10.1093/genetics/100.1.79 ◽

1982 ◽

Vol 100 (1) ◽

pp. 79-87

Author(s):

Daniel W Nebert ◽

Nancy M Jensen ◽

Hisashi Shinozuka ◽

Heinz W Kunz ◽

Thomas J Gill

Keyword(s):

Specific Activity ◽

Inbred Mouse ◽

Inbred Mouse Strain ◽

Mouse Strains ◽

Ah Receptor ◽

Inbred Mouse Strains ◽

Sprague Dawley ◽

Rat Strains ◽

Specific Activities ◽

Inbred Rat

ABSTRACT Forty-four inbred and four randombred rat strains and 20 inbred mouse strains were examined for their Ah phenotype by determining the induction of liver microsomal aryl hydrocarbon (benzo[a]pyrene) hydroxylase activity (EC 1.14.14.1) by intraperitoneal treatment with either β-naphthoflavone or 3-methylcholanthrene. All 48 rat strains were found to be Ah-responsive. The maximally induced hydroxylase specific activities of the ALB/Pit, MNR/Pit, MR/Pit, SHR/Pit, and Sprague-Dawley strains were of the same order of magnitude as the basal hydroxylase specific activities of the ACI/Pit, F344/Pit, OKA/Pit, and MNR/N strains. Six of the 20 mouse strains were Ah-nonresponsive (i.e. lacking the normal induction response and presumably lacking detectable amounts of the Ah receptor).
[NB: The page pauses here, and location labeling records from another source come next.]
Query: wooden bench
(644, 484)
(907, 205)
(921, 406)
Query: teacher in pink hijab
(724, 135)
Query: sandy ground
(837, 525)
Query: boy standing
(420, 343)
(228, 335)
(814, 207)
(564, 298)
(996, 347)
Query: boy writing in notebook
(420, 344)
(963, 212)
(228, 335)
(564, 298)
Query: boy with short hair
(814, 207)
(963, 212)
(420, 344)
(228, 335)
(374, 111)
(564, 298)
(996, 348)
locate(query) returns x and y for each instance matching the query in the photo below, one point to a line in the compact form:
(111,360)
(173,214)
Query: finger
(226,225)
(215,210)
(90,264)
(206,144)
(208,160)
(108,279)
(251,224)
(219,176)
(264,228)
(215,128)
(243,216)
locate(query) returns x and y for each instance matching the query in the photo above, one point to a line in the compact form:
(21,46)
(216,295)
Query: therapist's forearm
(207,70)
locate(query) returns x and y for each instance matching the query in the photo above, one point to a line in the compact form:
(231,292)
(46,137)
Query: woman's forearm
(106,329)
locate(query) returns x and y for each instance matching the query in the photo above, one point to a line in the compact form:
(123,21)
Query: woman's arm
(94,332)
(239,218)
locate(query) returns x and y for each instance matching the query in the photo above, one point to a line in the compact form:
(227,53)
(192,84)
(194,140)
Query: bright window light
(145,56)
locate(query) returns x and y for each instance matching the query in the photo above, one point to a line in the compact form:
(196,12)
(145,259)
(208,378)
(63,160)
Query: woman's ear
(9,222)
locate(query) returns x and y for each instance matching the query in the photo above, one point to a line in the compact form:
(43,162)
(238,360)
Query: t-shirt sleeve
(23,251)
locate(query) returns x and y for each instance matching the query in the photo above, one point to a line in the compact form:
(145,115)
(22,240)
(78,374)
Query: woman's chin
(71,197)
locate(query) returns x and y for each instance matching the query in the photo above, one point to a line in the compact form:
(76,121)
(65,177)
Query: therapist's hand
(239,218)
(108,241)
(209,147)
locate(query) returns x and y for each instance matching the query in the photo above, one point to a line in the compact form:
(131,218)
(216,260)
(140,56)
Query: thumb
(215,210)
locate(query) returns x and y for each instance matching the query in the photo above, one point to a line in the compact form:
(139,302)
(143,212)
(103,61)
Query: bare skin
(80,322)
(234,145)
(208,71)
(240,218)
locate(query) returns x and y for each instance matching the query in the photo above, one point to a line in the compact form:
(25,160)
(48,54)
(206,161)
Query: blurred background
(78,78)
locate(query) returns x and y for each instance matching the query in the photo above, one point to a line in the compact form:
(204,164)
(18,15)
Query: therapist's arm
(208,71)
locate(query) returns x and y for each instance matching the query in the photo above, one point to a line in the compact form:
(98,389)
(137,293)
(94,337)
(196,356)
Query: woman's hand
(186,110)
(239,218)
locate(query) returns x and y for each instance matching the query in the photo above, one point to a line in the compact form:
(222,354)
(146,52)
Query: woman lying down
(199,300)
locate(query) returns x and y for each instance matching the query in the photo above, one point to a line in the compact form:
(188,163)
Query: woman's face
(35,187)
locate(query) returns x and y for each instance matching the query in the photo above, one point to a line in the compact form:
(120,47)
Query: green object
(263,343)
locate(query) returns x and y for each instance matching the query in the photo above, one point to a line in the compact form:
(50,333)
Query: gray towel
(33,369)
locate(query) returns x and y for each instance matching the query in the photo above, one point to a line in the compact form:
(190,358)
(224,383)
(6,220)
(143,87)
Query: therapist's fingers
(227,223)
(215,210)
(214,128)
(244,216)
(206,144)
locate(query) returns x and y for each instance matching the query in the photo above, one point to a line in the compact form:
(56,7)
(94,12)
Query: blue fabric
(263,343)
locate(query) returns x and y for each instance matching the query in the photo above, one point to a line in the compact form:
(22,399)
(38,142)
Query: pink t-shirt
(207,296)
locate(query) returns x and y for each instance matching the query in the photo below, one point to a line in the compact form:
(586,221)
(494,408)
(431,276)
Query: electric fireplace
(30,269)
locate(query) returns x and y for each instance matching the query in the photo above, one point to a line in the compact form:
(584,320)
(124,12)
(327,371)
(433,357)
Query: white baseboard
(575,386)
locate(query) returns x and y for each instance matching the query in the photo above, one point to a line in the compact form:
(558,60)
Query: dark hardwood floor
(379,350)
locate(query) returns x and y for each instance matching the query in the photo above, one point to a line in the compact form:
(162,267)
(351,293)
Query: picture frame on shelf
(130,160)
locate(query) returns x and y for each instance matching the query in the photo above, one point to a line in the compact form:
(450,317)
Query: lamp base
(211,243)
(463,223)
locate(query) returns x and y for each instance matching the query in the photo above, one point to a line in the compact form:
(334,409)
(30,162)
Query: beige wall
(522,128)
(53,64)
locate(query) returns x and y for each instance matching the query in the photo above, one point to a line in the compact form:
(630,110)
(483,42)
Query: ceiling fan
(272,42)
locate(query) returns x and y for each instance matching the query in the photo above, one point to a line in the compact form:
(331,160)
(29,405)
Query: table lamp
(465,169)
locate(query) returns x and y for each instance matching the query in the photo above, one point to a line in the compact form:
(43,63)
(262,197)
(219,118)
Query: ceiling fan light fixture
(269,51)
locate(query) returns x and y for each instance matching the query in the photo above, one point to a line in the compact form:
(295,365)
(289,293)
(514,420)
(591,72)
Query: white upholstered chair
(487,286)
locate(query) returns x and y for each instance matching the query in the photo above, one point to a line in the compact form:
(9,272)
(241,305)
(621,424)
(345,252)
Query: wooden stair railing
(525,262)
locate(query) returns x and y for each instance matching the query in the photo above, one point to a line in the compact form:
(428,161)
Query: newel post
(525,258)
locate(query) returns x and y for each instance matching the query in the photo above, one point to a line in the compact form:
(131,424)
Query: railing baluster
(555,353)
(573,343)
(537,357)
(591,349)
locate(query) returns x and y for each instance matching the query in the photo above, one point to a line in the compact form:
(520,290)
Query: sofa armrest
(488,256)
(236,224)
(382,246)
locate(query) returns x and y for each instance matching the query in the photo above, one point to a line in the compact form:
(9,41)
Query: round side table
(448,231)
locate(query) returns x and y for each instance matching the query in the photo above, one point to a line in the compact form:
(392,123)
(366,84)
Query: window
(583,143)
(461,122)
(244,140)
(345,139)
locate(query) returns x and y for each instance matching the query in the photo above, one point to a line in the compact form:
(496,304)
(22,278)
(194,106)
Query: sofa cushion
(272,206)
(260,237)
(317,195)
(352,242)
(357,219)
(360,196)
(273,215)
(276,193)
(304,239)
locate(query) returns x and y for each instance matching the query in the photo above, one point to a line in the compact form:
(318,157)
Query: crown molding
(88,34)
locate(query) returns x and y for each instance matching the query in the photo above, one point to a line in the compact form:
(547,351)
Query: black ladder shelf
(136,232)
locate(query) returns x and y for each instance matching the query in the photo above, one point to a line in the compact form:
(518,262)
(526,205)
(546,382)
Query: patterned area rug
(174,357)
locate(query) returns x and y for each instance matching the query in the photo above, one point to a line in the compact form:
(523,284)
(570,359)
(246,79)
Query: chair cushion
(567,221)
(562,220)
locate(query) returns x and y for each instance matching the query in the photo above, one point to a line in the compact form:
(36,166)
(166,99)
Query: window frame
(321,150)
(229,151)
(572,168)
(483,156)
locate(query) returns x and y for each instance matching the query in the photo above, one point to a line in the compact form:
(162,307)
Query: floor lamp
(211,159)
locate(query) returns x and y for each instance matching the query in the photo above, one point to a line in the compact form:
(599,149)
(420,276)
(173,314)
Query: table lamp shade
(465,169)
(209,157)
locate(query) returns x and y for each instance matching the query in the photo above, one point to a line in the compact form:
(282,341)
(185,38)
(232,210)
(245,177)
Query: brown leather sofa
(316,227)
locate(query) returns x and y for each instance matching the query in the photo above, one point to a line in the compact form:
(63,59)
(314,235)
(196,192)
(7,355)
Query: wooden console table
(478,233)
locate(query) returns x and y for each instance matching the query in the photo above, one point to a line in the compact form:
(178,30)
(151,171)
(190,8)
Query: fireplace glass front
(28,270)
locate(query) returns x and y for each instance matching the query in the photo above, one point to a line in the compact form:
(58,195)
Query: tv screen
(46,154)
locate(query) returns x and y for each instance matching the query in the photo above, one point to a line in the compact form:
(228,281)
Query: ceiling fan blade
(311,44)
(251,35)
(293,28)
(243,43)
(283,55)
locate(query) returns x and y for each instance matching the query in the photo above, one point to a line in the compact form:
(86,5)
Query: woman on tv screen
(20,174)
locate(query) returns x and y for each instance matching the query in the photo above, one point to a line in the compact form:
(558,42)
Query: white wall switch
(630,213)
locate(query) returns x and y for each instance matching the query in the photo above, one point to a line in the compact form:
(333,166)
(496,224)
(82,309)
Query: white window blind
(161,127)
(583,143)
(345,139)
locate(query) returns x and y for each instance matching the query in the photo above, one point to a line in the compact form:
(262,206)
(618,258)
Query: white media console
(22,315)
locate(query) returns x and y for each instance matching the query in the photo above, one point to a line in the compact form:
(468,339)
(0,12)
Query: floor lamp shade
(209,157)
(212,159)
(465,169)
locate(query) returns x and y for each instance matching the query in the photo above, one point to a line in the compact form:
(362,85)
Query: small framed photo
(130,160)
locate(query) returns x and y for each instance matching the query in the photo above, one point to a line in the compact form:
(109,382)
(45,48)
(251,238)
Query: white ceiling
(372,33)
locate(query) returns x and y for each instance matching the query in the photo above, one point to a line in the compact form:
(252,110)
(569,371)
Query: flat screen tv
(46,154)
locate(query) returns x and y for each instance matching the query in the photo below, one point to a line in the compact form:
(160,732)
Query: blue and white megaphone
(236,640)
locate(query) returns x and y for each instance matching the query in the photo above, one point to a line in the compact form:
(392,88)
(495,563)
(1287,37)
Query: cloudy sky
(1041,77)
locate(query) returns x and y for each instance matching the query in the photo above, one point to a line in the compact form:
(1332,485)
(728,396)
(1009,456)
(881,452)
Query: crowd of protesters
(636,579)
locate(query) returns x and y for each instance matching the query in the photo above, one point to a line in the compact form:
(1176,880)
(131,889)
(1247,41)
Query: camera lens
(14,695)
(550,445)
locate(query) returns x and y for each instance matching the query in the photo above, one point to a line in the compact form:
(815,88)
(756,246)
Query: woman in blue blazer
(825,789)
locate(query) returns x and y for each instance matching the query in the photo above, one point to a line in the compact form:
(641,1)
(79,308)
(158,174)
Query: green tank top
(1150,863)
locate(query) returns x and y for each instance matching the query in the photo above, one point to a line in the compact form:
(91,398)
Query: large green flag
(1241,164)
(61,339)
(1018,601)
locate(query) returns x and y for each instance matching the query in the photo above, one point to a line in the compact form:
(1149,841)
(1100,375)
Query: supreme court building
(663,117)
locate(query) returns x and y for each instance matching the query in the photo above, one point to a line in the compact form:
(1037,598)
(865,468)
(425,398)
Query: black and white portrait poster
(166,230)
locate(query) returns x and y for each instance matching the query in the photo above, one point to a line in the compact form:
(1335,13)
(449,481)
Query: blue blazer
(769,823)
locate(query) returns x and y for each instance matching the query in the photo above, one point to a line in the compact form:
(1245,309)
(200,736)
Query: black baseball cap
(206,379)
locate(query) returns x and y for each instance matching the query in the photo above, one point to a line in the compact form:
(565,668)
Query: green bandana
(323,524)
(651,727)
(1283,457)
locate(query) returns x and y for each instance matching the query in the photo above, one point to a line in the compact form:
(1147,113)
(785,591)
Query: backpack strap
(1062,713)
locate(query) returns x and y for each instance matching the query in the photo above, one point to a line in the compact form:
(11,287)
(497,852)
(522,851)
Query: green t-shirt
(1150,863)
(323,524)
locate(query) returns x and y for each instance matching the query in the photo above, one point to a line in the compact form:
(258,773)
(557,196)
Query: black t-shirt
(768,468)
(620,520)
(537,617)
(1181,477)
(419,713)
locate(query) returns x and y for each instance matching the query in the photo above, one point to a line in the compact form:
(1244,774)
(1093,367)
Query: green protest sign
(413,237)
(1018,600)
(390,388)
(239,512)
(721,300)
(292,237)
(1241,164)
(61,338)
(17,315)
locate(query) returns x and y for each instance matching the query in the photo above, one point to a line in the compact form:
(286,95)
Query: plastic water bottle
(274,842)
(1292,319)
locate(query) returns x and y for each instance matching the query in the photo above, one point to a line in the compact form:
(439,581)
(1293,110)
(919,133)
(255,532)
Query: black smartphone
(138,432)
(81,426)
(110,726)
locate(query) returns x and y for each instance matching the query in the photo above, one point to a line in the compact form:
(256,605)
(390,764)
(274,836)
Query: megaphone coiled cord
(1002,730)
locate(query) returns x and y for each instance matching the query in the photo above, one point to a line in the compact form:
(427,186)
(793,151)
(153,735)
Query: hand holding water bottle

The basal hydroxylase specific activities of the BDL/N, NFS/N, STAR/N, and ST/JN mouse strains were more than twice as high as the maximally induced hydroxylase specific activity of the CBA/HT strain.——To date, 24 Ah-nonresponsive mouse strains have been identified, out of a total of 68 known to have been characterized. The reasons for not finding a single Ah-nonresponsive inbred rat strain—as compared with about one Ah-nonresponsive inbred mouse strain found for every three examined—remain unknown.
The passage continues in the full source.